Egypt: Alexandria's Submerged Monuments

Alexandrias Submerged Monuments

Divers of the coast of Alexandria create a mold of hieroglyph inscriptions carved on an obelisk dating to Seti I

Over its long history, Alexandria has been the cradle of several civilizations of the ancient world; Pharaonic, Hellenistic and Roman. This multicultural museum lies safely under Alexandrias Mediterranean coastal waters, that, during the Fifth Century B.C. formed part of the ancient city of Alexandria and was devastated by earthquakes and tidal erosion.

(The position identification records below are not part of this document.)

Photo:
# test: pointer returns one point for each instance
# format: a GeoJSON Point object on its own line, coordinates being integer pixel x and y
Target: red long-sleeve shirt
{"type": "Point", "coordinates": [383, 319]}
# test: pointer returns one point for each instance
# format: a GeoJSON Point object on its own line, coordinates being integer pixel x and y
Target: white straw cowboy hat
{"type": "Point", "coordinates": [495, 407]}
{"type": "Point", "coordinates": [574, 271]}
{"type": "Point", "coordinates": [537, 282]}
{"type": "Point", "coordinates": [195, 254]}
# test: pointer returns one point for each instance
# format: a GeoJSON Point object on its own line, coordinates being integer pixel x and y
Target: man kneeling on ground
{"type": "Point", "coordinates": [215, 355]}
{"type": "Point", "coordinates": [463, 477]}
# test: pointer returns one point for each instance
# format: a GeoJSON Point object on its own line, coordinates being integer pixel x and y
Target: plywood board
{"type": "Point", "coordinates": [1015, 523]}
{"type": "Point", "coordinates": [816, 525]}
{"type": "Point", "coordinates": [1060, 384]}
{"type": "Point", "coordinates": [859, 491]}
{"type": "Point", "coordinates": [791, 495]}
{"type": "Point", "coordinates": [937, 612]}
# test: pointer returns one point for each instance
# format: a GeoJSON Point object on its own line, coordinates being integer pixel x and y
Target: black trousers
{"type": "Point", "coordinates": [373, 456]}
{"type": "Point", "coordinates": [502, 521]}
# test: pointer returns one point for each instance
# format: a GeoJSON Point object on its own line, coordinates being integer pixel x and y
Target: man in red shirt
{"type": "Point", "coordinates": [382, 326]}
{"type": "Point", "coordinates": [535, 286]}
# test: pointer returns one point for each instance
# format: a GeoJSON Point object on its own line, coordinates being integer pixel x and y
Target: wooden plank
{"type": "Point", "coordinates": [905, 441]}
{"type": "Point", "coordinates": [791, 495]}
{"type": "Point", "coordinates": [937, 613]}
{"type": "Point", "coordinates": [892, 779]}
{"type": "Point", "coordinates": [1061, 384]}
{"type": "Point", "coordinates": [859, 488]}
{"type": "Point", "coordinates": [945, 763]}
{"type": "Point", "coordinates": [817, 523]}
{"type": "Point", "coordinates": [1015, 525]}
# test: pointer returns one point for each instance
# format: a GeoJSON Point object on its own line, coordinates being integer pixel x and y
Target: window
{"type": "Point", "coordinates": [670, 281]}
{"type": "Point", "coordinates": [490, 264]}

In view of the lack of scientifically verified information of a relatively obscure epoch of Egyptian history, a project was initiated in 1992 by the Supreme Council for Antiquities, in cooperation with the European Institute of Submerged Antiquities, to make a topographic survey of the area of royal facilities at the submerged parts, specifically the Eastern Port, which commands a major historical importance.

Exploratory operations resulted in the following:

An overall topographic picture of the submerged royal quarter in ancient Alexandria.

A number of 1300 sites were located at sight and cleared of attaching sediments.

Six archaeological maps were drawn up, showing accurately the topography of several areas of major historical significance.

These operations have allowed a full panorama of the reputed Magnus Portus. Major discoveries then followed as landmarks of the isles of Pharos (referred to in Homers Odyssey (7th Century B.C.) and Interodos started to unfold, with their royal palaces, statues and decorations. Several antiquities such as two statues of the Sphinx, of which one is made of grey granite and the other of durite, were broken up as a result of natural disasters. These structures are indicative of the dense constructions along the eastern coastline.

These discoveries made over the years 1996, 1997 and 1998 have given impetus to further explorations of the seaport basin and the fathoming of depths.